I’m looking forward to the year 2040, because that is when we won’t be debating anymore whether birth control belongs in a basic health plan.
Why? Because by then this fight over the obvious just has to have settled into broad acceptance. I could be wrong, of course. Foes of birth control could persist, citing religious objections. One hopes they move on.
In the meantime, lawsuits are flying to challenge the part of the Affordable Care Act requiring contraceptive coverage in employee health care plans. Rulings in the lower courts are all over the place, and so the matter seems likely to end up in the U.S. Supreme Court.
The theme here is: Times Change. If the justices rule against the birth-control requirement, they will only be delaying the inevitable.

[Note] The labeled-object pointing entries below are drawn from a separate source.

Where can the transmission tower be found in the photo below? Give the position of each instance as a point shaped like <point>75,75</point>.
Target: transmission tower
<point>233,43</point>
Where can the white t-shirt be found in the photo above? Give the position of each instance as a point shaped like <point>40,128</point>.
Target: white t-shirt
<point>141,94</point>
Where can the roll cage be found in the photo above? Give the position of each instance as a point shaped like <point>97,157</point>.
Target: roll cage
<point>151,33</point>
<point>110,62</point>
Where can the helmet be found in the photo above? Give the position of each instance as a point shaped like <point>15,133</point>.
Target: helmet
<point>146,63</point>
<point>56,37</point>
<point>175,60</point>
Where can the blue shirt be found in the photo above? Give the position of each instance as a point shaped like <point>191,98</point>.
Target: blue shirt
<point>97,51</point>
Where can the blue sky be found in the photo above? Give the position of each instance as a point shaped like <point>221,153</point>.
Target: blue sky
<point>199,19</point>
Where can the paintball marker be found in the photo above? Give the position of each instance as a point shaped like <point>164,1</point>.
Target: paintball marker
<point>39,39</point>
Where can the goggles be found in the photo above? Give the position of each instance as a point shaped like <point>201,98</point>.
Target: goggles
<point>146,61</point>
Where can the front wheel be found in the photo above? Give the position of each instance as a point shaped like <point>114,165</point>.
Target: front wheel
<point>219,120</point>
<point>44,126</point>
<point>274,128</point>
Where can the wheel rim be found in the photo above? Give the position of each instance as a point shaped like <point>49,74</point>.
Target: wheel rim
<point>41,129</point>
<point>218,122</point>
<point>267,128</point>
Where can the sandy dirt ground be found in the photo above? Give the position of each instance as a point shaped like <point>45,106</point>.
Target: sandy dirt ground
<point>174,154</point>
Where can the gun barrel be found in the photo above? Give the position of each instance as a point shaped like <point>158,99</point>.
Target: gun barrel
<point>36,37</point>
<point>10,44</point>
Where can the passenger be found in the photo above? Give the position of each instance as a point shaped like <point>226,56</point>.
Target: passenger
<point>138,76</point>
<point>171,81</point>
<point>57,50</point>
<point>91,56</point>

The Book of Leviticus calls for executing adulterers. We don’t kill adulterers today, though some cultures still execute the women involved. (In the United States, even a light stoning would bring charges of assault.)
There was a time when Medicare went against the conservative creed. For many, fighting the birth-control mandate seems another means of harassing the health care reforms.
In 1961, Ronald Reagan bashed the proposed Medicare program in a recording titled, “Ronald Reagan speaks out against SOCIALIZED MEDICINE.” He melodramatically warned that if Medicare wasn’t stopped, “you and I are going to spend our sunset years telling our children and our children’s children what it once was like in America when men were free.”
Today, nearly 50 years after the program’s creation, most conservatives talk of “saving” the program for future generations.
Their idea of saving it might be letting private insurers cut the guts out of benefits. They might want means-testing to the point that Medicare becomes a program for the poor — and Americans with money won’t care whether it lives or dies. Neither approach would leave Medicare the universal benefit most Americans know and cherish, but no serious politician tars it as a path to socialist dictatorship.
Yes, contraception is a somewhat different situation. It goes against Roman Catholic doctrine, even though the vast majority of Catholic women have used birth control without apology. Church leaders challenge the part of ObamaCare requiring such coverage for employees at their hospitals, colleges and charities.
Accommodating people of faith — and some evangelicals oppose birth control, as well — would seem a reasonable thing to do. But only up to a point. I recall a conversation not long ago with a Christian Brother, member of a male religious community within the Catholic Church that does wonderful work with young people. One case involved the daughter of an impoverished immigrant having her second baby at age 16.
I asked him, “Shouldn’t she be getting in touch with birth control?” He shrugged and pointed to his collar. I was not sure whether his shrug meant, “Yes, but I’m not allowed,” or, “You know I don’t believe in birth control.”
To me, the most humane approach would have been to get this girl a health care provider able to dispense contraceptives. Sure, female lawyers, teachers and middle-class homemakers could pay extra for their own, if it came down to that (and it shouldn’t). But the poor most need this kind of coverage. Given the economic and social afflictions tied to unplanned teenage pregnancies, it would also seem a compelling state interest.
Note that I didn’t get into the feminist argument here, though one can be made. Let’s keep this simple: Contraception is so obviously a basic in any health care plan. It’s only a matter of time before we stop making an issue out of it. May that time be short.